Note: This review is from the 2016 Fringe

As the audience shuffles into position in the slightly claustrophobic Wine Bar venue at Teviot’s Gilded Balloon, Victor Frankenstein paces slowly back and forth on stage, mumbling occasionally to himself and jotting down the odd note in a pad. This low-key introduction to Mary Shelley’s classic work of fiction will be the most understated piece of theatre to occur in the coming hour, with the pace quickly reaching breakneck speed and not letting up until the final curtain.

The impossibility of condensing a complex, nuanced and momentous novel which pushes the 300-page mark into an hour-long show quickly becomes apparent, despite the best efforts of the cast and crew. The use of a constantly evolving projection onto the scant backdrop is effective in changing scenes quickly, and Susannah Cavill has clearly done her utmost to cherry-pick the most important episodes from the book in order to convey this epic of the gothic horror genre.

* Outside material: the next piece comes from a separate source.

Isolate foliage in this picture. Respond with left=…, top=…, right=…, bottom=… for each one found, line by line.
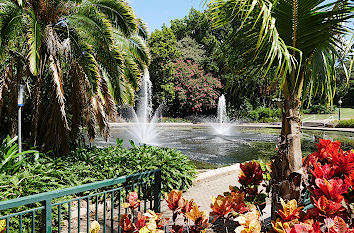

Unfortunately, it never really comes close to hitting its mark. We are introduced to the monster within two minutes; he has learned to speak within 10; he’s committed his first atrocity within 20. While such flashpoints in the storyline are important, character development is arguably more so – and there’s simply no room for that at all here. This glaring absence is brought into sharp focus by the frantic and frenetic delivery of the dialogue, as well; sometimes, a pregnant pause gives birth to more drama than all the murders and betrayals in the world. Indeed, the play’s most successful scene (Elizabeth’s final soliloquy) is the most powerful because of its measured, unhurried pace.

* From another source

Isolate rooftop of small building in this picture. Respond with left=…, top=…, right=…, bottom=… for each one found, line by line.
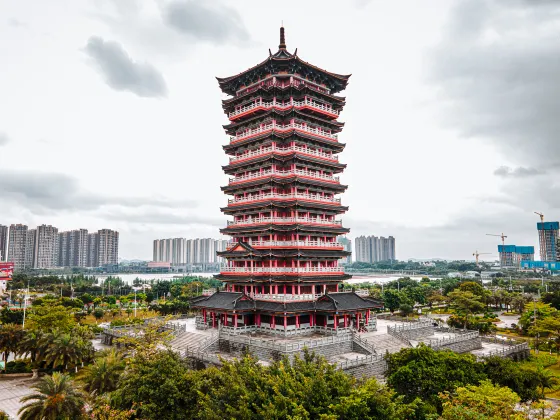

The casting of the two main roles is solid and it’s easy to see why this team gave such an accomplished performance in Of Mice and Men. However, as well as facing time constraints, the Canny Creatures outfit have clearly also suffered from a dearth of actors, forcing some individuals to play more than one role. While this can work in a more gradually-building play, here the rapid unfolding of events simply makes such doubling up confusing, especially when one actor is playing characters of different genders. In a similar vein, the appearance of Justine’s ghost could have potentially had a huge impact – if we’d been introduced to her character prior to her death.

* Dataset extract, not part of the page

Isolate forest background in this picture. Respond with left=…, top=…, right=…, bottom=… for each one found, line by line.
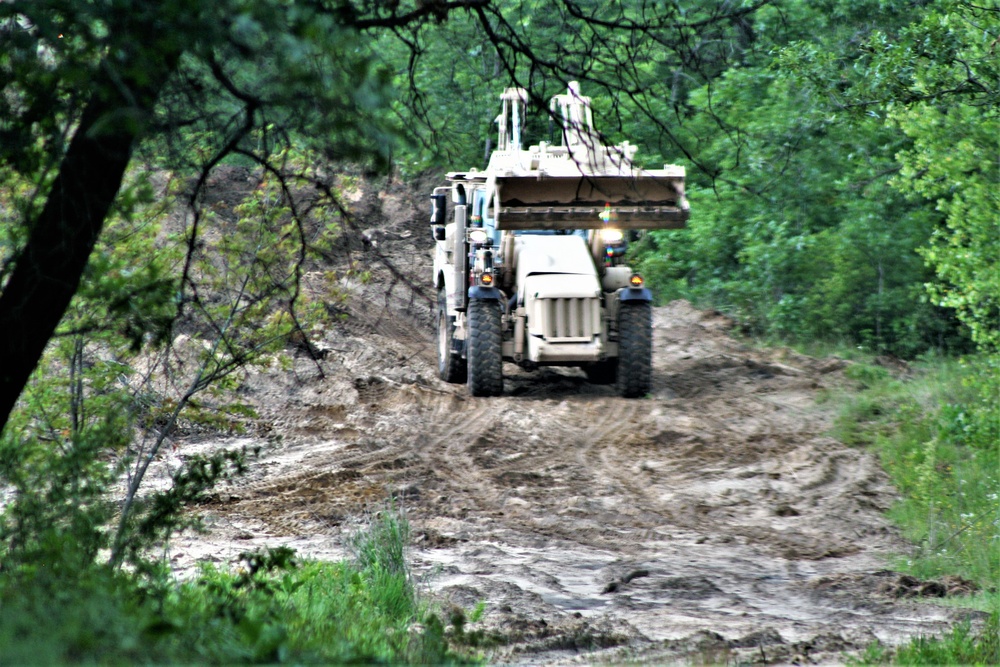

Similarly bewildering is the play’s sudden finale. If the harum-scarum affair has resembled a car hurtling along a motorway at reckless pace, it’s brought to a close with an abrupt screech of the brakes. Perhaps such an exhausting and disorientating effect was the intended goal of the production team (consuming the novel certainly leaves the reader emotionally drained), but unfortunately the execution of the piece doesn’t come near to its ambition.